A Comparison of Thirteen Days Historical Credibility and Accuracy to the Original Documentary is a necessary step toward understanding this largely forgotten episode in American history. The movie makes a complex crisis easy to understand by providing more details and documentation than most written histories. Most American historians are solipsistic and write history as if all evil and good is created in America, which is not the case.
In addition, Thirteen Days misrepresents the military, including its role in the Cuban Missile Crisis.
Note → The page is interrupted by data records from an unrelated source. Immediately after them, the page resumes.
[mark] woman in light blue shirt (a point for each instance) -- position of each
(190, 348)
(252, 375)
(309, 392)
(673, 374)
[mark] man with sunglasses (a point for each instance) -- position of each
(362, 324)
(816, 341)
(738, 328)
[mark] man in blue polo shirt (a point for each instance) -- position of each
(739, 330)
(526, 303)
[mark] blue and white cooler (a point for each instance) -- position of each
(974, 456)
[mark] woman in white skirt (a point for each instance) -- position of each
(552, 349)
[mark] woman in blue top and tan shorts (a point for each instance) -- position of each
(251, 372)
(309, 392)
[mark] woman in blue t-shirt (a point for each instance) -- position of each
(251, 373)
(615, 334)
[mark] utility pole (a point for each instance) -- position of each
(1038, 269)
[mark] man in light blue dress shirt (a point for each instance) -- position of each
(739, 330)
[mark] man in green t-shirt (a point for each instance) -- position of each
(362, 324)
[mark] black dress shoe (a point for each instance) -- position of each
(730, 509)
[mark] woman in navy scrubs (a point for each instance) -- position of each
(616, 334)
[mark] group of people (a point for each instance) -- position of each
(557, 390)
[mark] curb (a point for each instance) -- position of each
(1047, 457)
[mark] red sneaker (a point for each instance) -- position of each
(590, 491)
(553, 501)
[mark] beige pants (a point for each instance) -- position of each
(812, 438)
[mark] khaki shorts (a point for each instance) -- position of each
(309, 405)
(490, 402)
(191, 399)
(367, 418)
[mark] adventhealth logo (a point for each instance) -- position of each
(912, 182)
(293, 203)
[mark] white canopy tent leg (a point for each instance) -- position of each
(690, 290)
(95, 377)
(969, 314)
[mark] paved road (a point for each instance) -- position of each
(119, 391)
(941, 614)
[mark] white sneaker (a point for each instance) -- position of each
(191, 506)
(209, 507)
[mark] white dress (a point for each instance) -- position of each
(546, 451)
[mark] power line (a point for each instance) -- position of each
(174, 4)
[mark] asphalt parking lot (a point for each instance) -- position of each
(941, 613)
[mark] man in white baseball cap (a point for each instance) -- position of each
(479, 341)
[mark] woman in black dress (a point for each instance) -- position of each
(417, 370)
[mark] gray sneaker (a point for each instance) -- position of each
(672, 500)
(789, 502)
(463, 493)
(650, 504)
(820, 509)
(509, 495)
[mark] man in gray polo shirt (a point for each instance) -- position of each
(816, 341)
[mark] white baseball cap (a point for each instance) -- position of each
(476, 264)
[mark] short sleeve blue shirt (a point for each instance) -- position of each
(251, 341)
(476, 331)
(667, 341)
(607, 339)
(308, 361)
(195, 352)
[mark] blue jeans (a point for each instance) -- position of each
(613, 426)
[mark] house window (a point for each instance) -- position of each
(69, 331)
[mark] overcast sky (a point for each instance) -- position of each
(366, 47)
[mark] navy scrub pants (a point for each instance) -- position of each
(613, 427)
The film shows a high degree of tension between President Kennedy and his advisers. While the chiefs of staff largely recommended direct military action, they tried to argue against it. As a result, they did not support the president's decision to delay direct military action and instead announce a blockade.
During the Cuban Missile Crisis, the role of the United States government was transformed. Cold War relations between the United States and Soviet Union were rewritten, and the Cuban Missile Crisis reset many of the unstated rules of nuclear relationships. While nuclear weapons are destructive and rapidly deployed, they also represent a real threat to peace. Kennedy memorialized these "13 days" in his memoir Thirteen Days: An American President's Memoir
Comparing the film Thirteen Days Historical Credability and Accuracy to the Cuban Missle Crisis in 1962: The movie has many problems, not the least of which is its depiction of the Joint Chiefs. This fictional group is portrayed as chaotic and overly inept, in a movie that would be untrue to reality. This group was actually a well-intentioned and highly influential ad hoc executive committee of the National Security Council. While the real-life members of the Ex-Comm were generally viewed favorably by the Kennedys, the film makes their presence seem like a circus.
While the film does not claim to be historically accurate, the film makes three points clear: First, the missile crisis was a real one, in both a political and medical sense. Second, the film conveys the escalating risk of global catastrophe by accurately reproducing secret tapes. Third, the movie shows the Kennedys as selfless champions of reason.